Aside from constant vigilance over the monsters, preparations are underway since Blunt’s character is pregnant. It seems ill-advised to bring a child into a world where sound guarantees death, and yet the family has a plan. Their plan goes to shit, as it must, and the film’s climax follows them through one crisis after another.Small, elegant details of production design are what makes A Quiet Place so immersive. The entire family walks barefoot on sand to muffle their footsteps. As husband and wife, their only romantic indulgence is to slow dance while sharing iPhone ear buds in one ear each. This family does not need to be strong characters since Krasinski ruthlessly puts them in situations that engage our sympathy. One character accidentally steps on a nail, immediately covering their mouth since they dare not scream. We feel for these characters the way they might feel for a pet: Since they cannot speak, our imaginations are in overdrive over what they must be feeling. The monsters themselves are ghastly enough, but in the classic horror tradition, they are most effective when they are barely seen.

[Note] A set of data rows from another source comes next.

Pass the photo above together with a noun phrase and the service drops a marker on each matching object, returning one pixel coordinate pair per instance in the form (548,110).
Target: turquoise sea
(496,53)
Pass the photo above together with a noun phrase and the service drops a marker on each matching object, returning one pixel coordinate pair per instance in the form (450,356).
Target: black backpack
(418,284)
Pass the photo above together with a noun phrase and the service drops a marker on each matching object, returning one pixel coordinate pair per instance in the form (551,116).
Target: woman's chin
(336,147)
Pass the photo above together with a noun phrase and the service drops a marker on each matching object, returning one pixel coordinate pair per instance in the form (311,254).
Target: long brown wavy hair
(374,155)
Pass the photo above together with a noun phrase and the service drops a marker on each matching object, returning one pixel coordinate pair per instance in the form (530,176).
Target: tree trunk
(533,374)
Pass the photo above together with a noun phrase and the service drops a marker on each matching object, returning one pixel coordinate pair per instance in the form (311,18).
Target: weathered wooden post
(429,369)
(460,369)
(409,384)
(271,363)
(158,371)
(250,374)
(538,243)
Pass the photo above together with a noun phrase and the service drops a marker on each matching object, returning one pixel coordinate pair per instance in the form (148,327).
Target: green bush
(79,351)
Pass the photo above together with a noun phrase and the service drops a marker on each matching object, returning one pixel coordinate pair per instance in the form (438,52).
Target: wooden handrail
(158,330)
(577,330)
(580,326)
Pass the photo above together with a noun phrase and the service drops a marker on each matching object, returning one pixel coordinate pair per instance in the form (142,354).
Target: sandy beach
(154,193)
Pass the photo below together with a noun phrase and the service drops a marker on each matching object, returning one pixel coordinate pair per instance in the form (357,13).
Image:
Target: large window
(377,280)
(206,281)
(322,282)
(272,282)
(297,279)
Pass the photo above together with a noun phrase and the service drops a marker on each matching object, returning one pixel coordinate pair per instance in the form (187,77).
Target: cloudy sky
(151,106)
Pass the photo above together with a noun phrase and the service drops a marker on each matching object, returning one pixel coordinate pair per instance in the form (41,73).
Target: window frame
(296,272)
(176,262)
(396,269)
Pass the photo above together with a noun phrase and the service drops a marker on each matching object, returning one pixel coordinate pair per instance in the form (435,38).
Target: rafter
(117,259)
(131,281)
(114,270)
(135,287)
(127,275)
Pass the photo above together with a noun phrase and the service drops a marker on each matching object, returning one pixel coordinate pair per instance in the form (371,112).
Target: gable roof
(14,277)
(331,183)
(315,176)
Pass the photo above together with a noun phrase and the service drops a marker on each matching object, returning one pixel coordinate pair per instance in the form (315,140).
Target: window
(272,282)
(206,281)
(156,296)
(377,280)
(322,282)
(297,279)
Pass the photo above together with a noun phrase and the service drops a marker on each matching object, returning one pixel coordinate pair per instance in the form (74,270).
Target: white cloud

Audience participation is another key element to the film’s success. Like the characters, no one will dare make a sound during A Quiet Place. Some people hold their breath, clench their armrests, and resist the urge to scream. Krasinski internalizes how the movie-going experience can be shared, and half the fun is how he plays with expectations. If there is some smart-ass who think it is funny to yell at the screen, you will be extra justified when you tell them to shut up. When there are so many streaming options and films are available on video in a matter of months, it is terrific to have a film that practically demands a communal, borderline interactive experience.

The film’s biggest tension is not whether the family will survive, but what sacrifices they are willing to make. It is no spoiler that Blunt’s character will go into labor before the film is over, and to his credit, Krasinski keeps the newborn’s fate ambiguous. Do they want to add to their family, or do they want to spare a child from a life of silent terror? If A Quiet Place has any grander themes, it is about how parents fear failing their children. In the film’s few passages where dialogue is spoken, that is the only topic under discussion. Krasinski does not see A Quiet Place as allegory—the conversations only add subtext to future character decisions—but it is hard to fault him for abandoning grander ambitions. The film is too ruthless and scary for that.

Like many other horror films, A Quiet Place falls apart as you leave the theater and think about the premise. If any sound triggers the monsters, for example, what happens when the family goes to sleep? Surely one of them must snore. On top that, Krasinski relies on a musical score that telegraphs one too many emotional cues (there must be a director’s cut that has no music whatsoever). But for a lean 90 minutes, no one will have a moment to consider such detail. They will be too busy staying quiet, covering their mouths and eyes, in utter fear of what will happen next to this devoted family whose biggest problem is they are not too loud, but too optimistic.

A Quiet Place opens Friday in theaters everywhere.